The little known Hawker Hoopoe was a Prototype Naval Fighter designed and built in 1927 as a private venture project.
Air Ministry Specification N.21/26 was issued in 1926 as a result of developments and improvements in the operating techniques of naval fighters, and the Air Staff started looking for a single-seat deck-landing fighter of modern construction and performance. The Specification demanded an all-metal structure and the fitting of a 450 hp Bristol Mercury nine-cylinder air-cooled radial engine, then still a relatively new powerplant.
Initially started in the first half of 1927, the Hoopoe biplane (named after the Afro-Eurasian bird) sported two-bay wings and an uncowled Bristol Mercury II engine. The type was submitted for consideration as a candidate to fulfil N.21/26 after the prototype (Royal Navy serial N237) had made its first flight in October 1928.
In early 1929, the Hoopoe was sent to the Aeroplane & Armament Experimental Establishment (A & AEE) at Martlesham Heath, where its performance impressed the unit’s pilots.
However, on its return to Hawker from the A & AEE, the Hoopoe was fitted with twin floats and sent to the Marine Aeroplane Experimental Establishment at Felixstowe where its performance with the ungainly floats revealing that the aircraft was in fact significantly underpowered. Accordingly an uprated 520 hp Mercury VI engine was fitted and the floats were replaced with the original wheeled undercarriage.
After another stint at the A & AEE in 1929, the Hoopoe was again returned to the Hawker factory at Kingston to be fitted with a 400 hp Armstrong Siddeley Jaguar 14-cylinder radial engine with a Townend ring, and significantly, single-bay wings. These modifications improved the aircraft’s performance to some degree, although the Hoopoe was still found wanting in terms of horsepower.

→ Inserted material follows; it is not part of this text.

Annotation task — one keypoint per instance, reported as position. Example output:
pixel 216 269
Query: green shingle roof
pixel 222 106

To that end, the Hoopoe was fitted in early 1930 with a 560 hp Armstrong Siddeley Panther III radial engine with two concentric Townend rings of unequal diameter. Aerodynamic wheel fairings or 'spats' were also added and the airframe 'cleaned up'.
The Panther was a better match for the Hoopoe and was uprated yet again to provide the fighter with an excellent top speed with pilots at the A & AEE squeezing nearly 200 mph out of the machine during trials at Martlesham Heath - an extremely impressive performance for a heavily-equipped radial-engine naval fighter.
In July 1932, the sole Hoopoe was sent for Service Trials with No 402 Flight and over the following few months completed deck-landing trials aboard HMS Courageous.
By this time, however, another Hawker product (the Norn which was later to become the Nimrod) was showing a great deal of promise with the Rolls-Royce Kestrel engine.
Thereafter, no further development of the Hoopoe took place.
After use by Armstrong Siddeley and the Royal Aircraft Establishment, the Hoopoe was withdrawn from flying in September 1932 and was scrapped later the same year.
Variants & Numbers
One aircraft onle, N237, flown in different configurations and different engines.
|Powerplant||One 450 hp Bristol Mercury II nine-cylinder air-cooled radial engine. Later one 520 hp Bristol Mercury VI; one 400 hp Armstrong Siddeley Jaguar 14-cylinder air-cooled radial engine; one 560 hp Armstrong Siddeley Panther III 14-cylinder air-cooled radial engine|
|Span||Two-bay wings: 34ft 6in; Single-bay wings: 33ft 2in|
|Maximum weight||Mercury II engine: 3,550lb; Jaguar engine: 3,600lb; Panther engine: 3,910lb|
|Capacity and Armament||Single pilot; Two fixed forward-firing Vickers machine-guns with 530 rounds each; provision for four 20lb bombs on underwing racks|
|Maximum speed||196·5 mph at 12,500ft|
The sole Hawker Hoopoe was scrapped in 1932.